The illustration above showing a scene of the concubines’ daily lives gives us an impression that they are having fun by making up a party and playing music .The event maybe took place in the palace chamber of the imperial court of the Tong Dynasty and the neutral ground of the picture keeps us focusing at the green oblong
table which all the resplendently dress-up ladies were sitting around. The presentation of the table refutes our visual experience. The farther end of the table is longer then the frontal side.
If we apply three-dimensional space to visual representation, the conception of a converging world would impart its own characteristic expression. The painting will establish rather direct connection between the events in the picture space and the viewer with its central perspective. We continue to look into the illusive pictorial space, and our eye sights will focalize to a point of emptiness. When arriving at such focal point, the feeling of plunging into nothingness really makes one feel uneasy.

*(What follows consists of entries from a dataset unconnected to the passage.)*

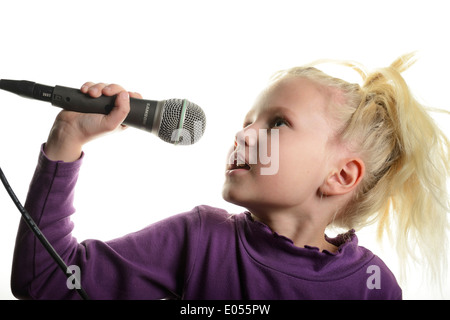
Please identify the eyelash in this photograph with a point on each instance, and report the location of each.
(279, 119)
(272, 123)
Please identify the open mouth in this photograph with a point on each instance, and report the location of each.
(237, 162)
(235, 166)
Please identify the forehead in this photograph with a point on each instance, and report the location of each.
(292, 95)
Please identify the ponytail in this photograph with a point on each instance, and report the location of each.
(406, 157)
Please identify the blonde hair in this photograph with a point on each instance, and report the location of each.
(406, 157)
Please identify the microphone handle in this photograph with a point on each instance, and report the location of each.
(143, 113)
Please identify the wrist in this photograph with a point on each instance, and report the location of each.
(62, 146)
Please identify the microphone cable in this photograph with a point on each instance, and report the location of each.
(35, 229)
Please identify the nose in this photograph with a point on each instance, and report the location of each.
(246, 137)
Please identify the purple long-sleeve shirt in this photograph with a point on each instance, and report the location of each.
(205, 253)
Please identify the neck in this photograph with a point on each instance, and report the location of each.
(302, 230)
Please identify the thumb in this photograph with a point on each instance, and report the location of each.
(119, 112)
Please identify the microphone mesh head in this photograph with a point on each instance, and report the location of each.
(193, 122)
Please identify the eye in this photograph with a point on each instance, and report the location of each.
(246, 124)
(279, 122)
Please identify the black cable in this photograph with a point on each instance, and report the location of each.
(32, 225)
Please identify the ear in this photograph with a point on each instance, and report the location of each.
(344, 179)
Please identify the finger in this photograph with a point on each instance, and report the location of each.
(135, 95)
(85, 87)
(95, 90)
(118, 113)
(112, 89)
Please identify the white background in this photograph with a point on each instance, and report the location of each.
(218, 54)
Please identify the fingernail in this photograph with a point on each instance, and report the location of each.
(124, 95)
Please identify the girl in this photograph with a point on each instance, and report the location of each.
(347, 156)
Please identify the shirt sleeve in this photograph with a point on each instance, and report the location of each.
(153, 263)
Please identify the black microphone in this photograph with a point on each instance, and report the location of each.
(176, 121)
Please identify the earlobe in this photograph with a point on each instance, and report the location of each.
(345, 179)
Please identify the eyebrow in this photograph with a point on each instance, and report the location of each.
(275, 109)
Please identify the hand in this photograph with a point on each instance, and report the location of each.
(71, 130)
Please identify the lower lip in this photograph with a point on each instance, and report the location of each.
(236, 171)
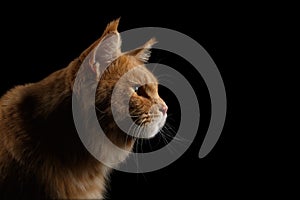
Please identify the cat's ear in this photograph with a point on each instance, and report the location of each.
(143, 53)
(107, 50)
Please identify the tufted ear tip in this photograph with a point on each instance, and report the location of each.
(143, 53)
(112, 27)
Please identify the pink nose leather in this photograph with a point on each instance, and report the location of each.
(164, 109)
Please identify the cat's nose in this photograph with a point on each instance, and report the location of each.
(164, 109)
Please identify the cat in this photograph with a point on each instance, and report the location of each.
(41, 154)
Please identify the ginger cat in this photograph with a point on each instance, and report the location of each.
(41, 154)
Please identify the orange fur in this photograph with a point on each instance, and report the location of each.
(41, 155)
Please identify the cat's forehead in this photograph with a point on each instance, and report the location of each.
(135, 71)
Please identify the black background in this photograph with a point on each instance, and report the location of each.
(45, 38)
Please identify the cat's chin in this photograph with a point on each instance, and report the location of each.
(152, 129)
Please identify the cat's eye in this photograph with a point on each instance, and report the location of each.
(136, 88)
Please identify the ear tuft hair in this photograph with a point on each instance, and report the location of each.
(143, 53)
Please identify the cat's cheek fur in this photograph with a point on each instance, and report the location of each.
(153, 128)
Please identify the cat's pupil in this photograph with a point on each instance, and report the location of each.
(136, 88)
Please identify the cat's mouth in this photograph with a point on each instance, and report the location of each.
(149, 124)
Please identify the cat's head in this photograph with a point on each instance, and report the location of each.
(127, 85)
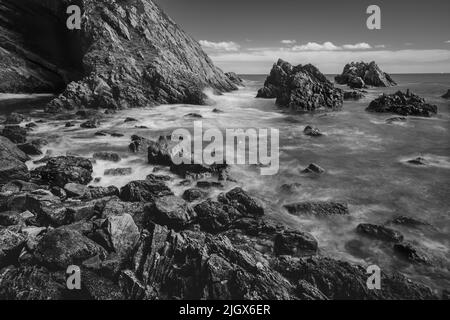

Especially Chinese culture adores vitality and the life force, so the abyss of treacherous unknownness is not what we want.
The divergent shape of the table worked out as an elementary device of spatial representation to enhance the feeling of substantial existence. Chinese culture express the perceptual world in the centerless continuum by isometric perspective. Moreover, the average Chinese people love happy ending; we don’t like the tragedy of love story; therefore in many famous Chinese operas, when the actress died, her soul could go into another newly dead body to continue the love story. Another example is that a lover died for their misconstruction of mutual communication. The other lover committed suicide for it. The ending is that they both incarnated into butterflies fluttering their wings gracefully away. Death ended the love story of Romeo and Juliet, and maybe this is the different concept of life between Chinese and the Western.